An even stranger argument is to object to the AFT moratorium based on the timeline benchmark used to implement failed NCLB policies – hardly a yardstick worth measuring up to – and the fact that a lot of time and money has already been invested in these Common Core tests, which is again, not a persuasive call for more time and money.
However, the real danger to the standards and testing regime is not that they “won’t work.” As the Shanker Institute’s Matt DiCarlo recently observed, a far more dangerous outcome is that they will.
“We most certainly should hold schools accountable for their results, and there are, at least at the moment, relatively few feasible alternatives to standardized tests,” DiCarlo wrote.
But, Di Carlo cautioned, “Educational outcomes, such as graduation and test scores, are signals of or proxies for the traits that lead to success in life, not the cause of that success.” (emphasis original)
What our current emphasis on standards and testing is doing is to “mold policy such that livelihoods depend on increasing scores” rather than molding it to what really matters: the teaching and learning of “skills – including the critical non-cognitive sort –” that are critical to success in work and in life. (again, emphasis original)
“I’m troubled,” DiCarlo concluded, “by the possibility that, if we don’t pull back the reins, this research may eventually show that we pushed the pendulum to its ultimate breaking point and structured a huge portion of our education system around measures that were only useful in the first place because we didn’t use them so much.”
That outcome would be terrible for education and the wellbeing of children. But it’s what’s becoming the norm in education policy today.
Time For A Pause
What should be noted is that most teachers actually see some reason to proceed with implementing of the Common Core, according to a survey of the AFT membership.
Indeed, in a recent editorial in the education trade newspaper Education Week, a classroom teacher defended the standards, saying, “The common core can be an opportunity to shift the work of learning from our own backs onto the shoulders of our students, where it belongs – and that’s the heart of progressive education.”

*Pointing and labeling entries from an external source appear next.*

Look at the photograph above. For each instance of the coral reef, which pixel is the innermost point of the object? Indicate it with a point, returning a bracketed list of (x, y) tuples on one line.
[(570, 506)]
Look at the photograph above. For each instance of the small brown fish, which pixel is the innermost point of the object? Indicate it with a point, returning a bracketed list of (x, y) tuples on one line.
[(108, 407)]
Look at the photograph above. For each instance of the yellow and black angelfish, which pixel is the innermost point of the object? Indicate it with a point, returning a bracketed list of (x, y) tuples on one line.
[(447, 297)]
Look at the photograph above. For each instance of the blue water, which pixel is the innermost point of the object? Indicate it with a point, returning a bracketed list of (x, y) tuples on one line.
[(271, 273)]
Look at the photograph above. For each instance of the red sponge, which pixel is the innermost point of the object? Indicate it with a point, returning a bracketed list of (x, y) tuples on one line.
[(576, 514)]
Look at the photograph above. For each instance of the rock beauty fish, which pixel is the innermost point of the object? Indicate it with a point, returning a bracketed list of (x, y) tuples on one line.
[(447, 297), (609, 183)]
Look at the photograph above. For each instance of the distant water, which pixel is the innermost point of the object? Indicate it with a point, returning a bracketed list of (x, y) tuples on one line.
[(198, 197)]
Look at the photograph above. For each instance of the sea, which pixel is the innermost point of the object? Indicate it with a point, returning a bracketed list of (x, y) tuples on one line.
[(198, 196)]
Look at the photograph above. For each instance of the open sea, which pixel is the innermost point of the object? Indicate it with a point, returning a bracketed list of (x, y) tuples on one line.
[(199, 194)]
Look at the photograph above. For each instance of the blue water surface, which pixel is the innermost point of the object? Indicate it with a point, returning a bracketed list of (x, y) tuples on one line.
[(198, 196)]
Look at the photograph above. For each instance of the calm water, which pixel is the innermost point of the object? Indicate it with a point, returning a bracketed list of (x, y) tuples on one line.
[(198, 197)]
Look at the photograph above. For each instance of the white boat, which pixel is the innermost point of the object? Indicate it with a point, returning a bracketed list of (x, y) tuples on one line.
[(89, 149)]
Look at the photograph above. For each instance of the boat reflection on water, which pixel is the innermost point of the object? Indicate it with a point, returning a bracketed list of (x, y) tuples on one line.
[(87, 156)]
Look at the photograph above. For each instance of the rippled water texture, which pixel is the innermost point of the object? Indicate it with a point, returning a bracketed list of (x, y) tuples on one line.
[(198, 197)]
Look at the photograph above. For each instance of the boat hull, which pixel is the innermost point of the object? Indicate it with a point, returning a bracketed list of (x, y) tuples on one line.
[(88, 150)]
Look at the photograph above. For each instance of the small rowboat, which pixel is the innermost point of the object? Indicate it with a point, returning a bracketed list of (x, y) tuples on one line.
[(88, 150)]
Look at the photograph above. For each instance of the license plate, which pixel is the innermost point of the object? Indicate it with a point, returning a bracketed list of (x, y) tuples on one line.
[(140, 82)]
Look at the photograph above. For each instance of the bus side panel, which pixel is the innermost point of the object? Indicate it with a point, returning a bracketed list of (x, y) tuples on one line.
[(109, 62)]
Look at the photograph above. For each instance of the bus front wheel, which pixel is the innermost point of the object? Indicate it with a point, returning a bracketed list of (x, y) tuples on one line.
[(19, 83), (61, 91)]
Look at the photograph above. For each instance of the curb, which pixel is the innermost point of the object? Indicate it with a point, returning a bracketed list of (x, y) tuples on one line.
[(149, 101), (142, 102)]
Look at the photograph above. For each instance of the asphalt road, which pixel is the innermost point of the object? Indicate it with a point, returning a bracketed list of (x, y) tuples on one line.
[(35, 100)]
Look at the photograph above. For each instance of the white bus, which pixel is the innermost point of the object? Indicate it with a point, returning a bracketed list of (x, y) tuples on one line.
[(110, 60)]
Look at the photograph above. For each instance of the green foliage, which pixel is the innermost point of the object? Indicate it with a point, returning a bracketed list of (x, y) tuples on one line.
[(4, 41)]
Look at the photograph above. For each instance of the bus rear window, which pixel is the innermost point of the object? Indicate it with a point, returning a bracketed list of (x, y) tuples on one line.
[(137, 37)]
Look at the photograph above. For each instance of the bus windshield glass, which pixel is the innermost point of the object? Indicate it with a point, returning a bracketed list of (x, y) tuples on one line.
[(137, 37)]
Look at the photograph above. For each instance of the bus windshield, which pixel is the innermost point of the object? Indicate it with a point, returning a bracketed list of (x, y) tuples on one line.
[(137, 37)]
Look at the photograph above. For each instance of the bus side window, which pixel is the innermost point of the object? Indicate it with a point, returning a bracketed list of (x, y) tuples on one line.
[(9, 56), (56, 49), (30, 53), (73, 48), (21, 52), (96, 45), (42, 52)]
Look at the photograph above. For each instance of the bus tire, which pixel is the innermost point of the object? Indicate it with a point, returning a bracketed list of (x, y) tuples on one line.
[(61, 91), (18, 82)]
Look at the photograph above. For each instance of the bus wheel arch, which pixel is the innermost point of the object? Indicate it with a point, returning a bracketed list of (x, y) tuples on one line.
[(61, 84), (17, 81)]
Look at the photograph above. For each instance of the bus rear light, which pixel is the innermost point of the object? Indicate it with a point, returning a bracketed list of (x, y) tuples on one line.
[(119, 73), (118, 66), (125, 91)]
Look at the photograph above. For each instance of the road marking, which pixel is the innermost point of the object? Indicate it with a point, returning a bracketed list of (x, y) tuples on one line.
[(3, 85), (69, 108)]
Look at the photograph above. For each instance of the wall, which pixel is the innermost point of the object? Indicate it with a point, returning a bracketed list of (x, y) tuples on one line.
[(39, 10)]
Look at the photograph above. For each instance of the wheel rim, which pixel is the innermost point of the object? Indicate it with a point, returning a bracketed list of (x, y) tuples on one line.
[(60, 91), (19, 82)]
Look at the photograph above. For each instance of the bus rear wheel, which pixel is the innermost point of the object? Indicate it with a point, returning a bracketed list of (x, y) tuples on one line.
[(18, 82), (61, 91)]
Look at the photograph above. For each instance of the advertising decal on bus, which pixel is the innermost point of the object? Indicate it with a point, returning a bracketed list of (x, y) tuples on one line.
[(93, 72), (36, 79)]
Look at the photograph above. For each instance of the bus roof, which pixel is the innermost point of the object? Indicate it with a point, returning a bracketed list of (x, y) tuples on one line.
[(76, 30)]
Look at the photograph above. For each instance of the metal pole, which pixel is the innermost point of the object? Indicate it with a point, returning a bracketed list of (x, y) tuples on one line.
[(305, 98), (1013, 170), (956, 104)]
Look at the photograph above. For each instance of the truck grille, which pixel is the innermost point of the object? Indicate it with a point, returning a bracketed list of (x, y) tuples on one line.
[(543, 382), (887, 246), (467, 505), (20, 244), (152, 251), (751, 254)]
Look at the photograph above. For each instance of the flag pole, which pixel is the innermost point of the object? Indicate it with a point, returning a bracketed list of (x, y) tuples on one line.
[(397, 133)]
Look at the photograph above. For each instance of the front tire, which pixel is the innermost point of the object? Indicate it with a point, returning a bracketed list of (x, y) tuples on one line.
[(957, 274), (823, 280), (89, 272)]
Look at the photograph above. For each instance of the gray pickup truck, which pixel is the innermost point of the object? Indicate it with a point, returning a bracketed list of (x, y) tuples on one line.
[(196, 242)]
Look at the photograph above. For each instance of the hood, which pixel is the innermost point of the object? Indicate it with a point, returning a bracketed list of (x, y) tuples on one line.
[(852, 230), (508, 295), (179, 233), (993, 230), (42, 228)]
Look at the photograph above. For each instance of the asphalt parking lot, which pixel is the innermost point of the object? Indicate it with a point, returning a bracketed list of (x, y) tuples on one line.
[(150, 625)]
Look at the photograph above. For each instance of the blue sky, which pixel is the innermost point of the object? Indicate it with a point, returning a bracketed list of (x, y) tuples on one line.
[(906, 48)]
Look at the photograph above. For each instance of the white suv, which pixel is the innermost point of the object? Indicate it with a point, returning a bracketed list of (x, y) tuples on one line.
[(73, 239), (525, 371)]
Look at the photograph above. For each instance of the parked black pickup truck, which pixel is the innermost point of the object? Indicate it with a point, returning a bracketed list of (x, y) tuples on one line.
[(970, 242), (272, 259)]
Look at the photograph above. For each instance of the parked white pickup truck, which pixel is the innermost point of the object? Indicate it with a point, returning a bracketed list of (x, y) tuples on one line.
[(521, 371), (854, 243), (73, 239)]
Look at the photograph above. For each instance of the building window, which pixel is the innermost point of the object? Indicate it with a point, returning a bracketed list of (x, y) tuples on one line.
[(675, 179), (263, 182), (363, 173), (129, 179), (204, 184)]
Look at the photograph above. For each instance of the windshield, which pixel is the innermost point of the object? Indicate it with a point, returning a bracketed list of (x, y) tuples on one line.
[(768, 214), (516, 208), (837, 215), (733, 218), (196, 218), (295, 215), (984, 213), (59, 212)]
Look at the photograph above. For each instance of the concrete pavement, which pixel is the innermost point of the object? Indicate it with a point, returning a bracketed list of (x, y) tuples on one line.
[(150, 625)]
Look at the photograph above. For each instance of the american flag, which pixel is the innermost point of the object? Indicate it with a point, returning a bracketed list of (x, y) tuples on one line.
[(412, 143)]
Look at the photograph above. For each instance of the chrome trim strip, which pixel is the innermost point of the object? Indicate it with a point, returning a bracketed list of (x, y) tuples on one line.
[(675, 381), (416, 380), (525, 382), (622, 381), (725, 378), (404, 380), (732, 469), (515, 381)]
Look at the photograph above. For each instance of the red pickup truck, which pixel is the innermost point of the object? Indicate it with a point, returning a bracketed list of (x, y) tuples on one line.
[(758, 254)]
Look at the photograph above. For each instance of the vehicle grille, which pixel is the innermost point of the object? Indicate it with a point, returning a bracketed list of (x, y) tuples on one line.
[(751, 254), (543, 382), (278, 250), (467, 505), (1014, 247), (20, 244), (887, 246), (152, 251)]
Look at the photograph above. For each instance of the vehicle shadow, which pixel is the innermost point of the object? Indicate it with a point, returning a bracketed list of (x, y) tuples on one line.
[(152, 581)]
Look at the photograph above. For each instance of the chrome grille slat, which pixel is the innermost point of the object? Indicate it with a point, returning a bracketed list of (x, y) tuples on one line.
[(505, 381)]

But at a time when our education system is being so starved of the resources it needs, should we be funneling ever more cash toward a “pig in a poke” like standards-based testing while research-proven remedies such as early childhood education continue to go unfunded?
Even the most ardent devotees to the standards and testing regime should be convinced of the need to pause and reflect on what kind of results this “movement” has wrought, consider why no other country in the world is hurtling down this path, examine the evidence with the skepticism it deserves, and, yes, support a moratorium.